Thursday, Oct. 5, 2017 | 12:54 p.m.
Nevada’s attorney general is working with the GoFundMe website to battle scammers attempting to obtain donations intended for victims of Sunday’s mass shooting in Las Vegas.
GoFundMe will battle fake donation pages by establishing a link to vetted charity efforts at www.gofundme.com/helplasvegas.
If you have a question or want to know more about a campaign before making a donation, you can reach out to GoFundMe or the campaign organizer directly through the GoFundMe page.
“I warn individuals attempting to donate in the wake of Sunday’s tragedy that there are many illegitimate GoFundMe accounts and sham charities unimaginably trying to profit from this horrific tragedy,” state Attorney General Adam Laxalt said.
The primary GoFundMe account established by Clark County Commissioner Steve Sisolak and Metro Sheriff Joe Lombardo had raised more than $9.2 million as of this afternoon.
The Attorney General’s Office offers the following tips for ensuring donations go to legitimate charity efforts:
• Avoid any charity or fundraiser that asks for donations in cash or via wire transfer.
• Ask for detailed information about the charity, including name, address and telephone number. Then conduct some online searches of the charity’s name in combination with the words “complaint” or “scam” to learn about its reputation.

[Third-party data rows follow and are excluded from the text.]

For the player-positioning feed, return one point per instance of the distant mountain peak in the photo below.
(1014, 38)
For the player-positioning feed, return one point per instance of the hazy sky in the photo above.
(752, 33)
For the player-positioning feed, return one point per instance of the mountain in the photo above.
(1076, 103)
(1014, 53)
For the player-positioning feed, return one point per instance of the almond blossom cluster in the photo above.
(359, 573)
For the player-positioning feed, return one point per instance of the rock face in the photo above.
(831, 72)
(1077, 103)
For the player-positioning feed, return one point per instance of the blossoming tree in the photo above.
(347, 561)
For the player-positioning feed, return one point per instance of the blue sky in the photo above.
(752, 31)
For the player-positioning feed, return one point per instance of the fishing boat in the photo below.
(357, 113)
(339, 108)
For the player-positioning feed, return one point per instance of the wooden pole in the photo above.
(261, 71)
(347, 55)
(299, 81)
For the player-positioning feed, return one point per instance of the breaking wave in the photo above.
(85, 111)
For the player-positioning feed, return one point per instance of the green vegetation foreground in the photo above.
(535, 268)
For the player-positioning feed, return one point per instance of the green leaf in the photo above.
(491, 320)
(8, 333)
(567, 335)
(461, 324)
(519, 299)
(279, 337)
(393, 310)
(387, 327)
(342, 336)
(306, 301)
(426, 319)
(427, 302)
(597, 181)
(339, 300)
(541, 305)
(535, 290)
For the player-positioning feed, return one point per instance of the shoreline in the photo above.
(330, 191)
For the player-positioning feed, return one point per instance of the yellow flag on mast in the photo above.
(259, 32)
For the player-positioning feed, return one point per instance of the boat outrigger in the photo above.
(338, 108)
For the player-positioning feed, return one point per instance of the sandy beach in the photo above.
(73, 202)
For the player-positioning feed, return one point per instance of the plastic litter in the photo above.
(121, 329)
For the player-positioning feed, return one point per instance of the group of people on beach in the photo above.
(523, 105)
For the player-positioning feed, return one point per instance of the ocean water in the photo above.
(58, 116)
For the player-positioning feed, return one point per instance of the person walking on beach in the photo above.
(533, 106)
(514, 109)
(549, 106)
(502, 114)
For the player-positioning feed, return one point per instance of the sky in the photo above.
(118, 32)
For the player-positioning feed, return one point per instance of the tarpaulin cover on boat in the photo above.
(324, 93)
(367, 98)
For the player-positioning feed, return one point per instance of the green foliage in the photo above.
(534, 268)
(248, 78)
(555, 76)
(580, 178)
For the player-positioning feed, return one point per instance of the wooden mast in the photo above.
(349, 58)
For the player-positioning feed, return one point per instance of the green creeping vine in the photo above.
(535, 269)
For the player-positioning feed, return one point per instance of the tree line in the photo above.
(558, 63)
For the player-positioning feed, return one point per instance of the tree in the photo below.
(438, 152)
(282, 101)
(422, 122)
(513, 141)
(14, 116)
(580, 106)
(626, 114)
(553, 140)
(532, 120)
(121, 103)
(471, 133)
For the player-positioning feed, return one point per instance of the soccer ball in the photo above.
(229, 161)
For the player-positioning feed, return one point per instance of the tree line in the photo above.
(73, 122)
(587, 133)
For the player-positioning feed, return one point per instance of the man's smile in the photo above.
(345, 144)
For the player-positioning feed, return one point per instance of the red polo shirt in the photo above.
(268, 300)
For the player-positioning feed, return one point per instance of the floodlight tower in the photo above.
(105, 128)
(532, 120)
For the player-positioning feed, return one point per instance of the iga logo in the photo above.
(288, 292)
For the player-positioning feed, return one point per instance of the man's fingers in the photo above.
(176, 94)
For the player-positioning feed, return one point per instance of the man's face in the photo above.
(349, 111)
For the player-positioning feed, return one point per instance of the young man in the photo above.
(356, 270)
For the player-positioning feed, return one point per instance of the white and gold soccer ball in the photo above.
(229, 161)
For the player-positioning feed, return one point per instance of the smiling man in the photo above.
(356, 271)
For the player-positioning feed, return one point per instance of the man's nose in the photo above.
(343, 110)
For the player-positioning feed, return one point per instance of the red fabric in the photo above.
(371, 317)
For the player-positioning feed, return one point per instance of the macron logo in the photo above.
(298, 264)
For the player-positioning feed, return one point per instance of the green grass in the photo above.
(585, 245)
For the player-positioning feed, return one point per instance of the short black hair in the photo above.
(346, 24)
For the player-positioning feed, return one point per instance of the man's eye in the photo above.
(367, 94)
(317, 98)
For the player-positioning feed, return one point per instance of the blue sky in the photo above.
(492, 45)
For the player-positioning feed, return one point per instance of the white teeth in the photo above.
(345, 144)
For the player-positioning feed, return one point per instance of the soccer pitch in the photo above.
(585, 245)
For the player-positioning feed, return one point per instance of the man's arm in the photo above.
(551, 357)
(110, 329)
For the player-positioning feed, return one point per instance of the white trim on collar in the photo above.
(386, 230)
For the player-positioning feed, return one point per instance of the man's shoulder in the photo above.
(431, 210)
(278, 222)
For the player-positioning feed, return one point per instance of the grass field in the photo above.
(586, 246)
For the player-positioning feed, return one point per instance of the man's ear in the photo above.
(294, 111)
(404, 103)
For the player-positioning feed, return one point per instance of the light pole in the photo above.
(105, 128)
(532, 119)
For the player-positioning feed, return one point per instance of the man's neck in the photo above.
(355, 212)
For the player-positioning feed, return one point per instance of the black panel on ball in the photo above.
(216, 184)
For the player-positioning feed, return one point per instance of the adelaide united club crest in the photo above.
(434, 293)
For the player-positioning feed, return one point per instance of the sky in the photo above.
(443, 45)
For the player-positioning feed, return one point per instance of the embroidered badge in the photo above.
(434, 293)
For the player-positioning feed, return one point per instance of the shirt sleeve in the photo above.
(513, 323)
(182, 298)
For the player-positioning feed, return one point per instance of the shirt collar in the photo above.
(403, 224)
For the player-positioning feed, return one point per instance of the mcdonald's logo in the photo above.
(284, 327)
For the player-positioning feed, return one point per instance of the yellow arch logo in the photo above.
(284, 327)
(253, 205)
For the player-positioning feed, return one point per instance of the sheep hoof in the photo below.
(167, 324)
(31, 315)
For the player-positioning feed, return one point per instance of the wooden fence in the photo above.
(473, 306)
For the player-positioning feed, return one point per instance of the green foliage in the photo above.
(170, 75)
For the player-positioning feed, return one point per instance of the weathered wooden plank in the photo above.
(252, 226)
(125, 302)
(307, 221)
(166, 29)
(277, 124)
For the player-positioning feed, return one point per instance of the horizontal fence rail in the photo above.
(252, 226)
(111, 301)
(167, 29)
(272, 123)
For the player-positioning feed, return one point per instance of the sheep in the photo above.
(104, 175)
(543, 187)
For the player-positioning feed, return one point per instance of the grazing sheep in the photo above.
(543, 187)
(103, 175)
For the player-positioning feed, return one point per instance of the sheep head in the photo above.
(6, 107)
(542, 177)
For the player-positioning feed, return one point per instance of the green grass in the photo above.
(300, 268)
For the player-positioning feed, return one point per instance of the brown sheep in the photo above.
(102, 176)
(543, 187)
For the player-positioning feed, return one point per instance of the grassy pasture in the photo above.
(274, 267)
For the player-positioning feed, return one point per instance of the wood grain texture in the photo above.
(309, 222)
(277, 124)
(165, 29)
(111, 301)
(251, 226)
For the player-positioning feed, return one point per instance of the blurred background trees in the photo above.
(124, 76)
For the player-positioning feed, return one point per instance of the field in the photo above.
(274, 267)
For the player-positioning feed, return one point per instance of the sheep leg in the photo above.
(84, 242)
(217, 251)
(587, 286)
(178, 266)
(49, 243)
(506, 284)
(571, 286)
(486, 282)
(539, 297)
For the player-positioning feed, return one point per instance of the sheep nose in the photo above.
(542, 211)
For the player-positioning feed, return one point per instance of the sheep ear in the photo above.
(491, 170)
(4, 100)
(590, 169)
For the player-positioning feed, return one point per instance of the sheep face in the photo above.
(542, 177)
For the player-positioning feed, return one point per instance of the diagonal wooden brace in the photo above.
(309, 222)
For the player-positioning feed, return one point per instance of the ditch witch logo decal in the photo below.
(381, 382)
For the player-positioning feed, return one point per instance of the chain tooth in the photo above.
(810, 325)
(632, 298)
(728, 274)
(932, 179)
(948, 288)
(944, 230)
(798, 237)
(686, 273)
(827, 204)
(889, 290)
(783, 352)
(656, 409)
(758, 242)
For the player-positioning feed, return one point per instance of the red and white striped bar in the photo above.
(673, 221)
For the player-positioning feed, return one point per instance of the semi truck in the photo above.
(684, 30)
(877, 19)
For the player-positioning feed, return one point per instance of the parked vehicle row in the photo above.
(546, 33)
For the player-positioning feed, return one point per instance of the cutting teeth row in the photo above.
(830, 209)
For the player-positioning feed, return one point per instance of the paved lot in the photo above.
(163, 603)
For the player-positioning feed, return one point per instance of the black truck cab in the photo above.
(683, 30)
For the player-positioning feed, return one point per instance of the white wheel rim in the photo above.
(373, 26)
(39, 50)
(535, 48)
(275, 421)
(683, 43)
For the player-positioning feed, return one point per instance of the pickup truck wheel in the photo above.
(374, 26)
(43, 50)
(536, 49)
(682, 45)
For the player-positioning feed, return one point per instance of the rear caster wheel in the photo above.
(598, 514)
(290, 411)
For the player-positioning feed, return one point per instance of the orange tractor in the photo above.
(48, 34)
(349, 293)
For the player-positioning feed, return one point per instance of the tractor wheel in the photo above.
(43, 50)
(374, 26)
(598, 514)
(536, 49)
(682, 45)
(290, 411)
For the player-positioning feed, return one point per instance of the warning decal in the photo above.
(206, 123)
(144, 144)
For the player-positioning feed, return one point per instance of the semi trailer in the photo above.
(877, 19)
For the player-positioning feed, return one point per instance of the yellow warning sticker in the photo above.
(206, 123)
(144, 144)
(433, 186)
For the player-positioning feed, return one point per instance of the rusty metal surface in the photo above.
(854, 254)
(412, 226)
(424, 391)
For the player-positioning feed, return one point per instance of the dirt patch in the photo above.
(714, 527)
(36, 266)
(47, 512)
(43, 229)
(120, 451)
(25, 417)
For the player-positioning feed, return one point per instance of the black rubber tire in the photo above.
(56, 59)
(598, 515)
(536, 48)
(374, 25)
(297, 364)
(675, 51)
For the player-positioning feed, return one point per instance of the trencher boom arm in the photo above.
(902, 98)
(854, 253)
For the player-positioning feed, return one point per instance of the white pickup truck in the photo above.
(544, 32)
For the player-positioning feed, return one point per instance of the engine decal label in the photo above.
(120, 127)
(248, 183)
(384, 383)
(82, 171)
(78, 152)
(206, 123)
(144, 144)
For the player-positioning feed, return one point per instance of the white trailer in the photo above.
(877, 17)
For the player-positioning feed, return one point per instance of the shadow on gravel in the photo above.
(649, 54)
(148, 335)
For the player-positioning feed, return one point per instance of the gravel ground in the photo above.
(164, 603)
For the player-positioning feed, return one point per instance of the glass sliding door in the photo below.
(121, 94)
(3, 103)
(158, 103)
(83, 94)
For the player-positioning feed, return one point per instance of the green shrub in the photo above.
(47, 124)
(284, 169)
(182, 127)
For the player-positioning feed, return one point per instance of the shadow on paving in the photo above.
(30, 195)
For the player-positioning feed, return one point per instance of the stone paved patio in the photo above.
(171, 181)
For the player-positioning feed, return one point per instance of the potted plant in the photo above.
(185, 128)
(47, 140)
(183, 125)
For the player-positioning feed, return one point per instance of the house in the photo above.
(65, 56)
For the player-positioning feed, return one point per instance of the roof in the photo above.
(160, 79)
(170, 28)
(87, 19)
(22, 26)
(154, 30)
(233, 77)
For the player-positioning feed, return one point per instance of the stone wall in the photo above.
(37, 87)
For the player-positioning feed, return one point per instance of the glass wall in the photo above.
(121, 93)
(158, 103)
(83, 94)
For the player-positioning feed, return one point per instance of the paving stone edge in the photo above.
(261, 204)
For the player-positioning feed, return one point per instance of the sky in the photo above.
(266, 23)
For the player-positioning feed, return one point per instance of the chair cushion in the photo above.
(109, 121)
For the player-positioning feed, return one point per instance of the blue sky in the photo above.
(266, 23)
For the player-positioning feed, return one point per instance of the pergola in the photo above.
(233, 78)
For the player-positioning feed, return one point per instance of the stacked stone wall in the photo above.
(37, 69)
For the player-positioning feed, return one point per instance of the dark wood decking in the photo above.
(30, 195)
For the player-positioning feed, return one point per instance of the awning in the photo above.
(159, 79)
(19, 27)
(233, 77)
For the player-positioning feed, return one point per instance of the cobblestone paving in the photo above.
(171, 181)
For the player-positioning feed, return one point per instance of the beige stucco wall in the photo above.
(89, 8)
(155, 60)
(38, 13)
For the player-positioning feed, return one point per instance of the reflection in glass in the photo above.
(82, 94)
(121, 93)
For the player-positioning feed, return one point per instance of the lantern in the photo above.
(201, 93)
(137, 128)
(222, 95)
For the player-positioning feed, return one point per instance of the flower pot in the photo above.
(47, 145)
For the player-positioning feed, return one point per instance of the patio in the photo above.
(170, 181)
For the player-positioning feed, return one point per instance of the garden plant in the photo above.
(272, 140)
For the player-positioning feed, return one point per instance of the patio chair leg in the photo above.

• Don’t feel pressured into making an immediate donation by telephone or in person. The need for donations and the opportunity to give will be present for some time, and legitimate charities will not pressure you into making an immediate donation.
• Avoiding making checks payable to individuals. Also, avoid providing credit card, bank account or Social Security number information over the phone.
• When texting to donate, confirm the number with the source before you donate. The charge will show up on your mobile phone bill, but donation charges are not immediate.
• Be cautious of unsolicited charitable emails and attachments.
• Be wary of sound-alike names. Many sham charities intentionally use names that are easily confused with legitimate, respected charities.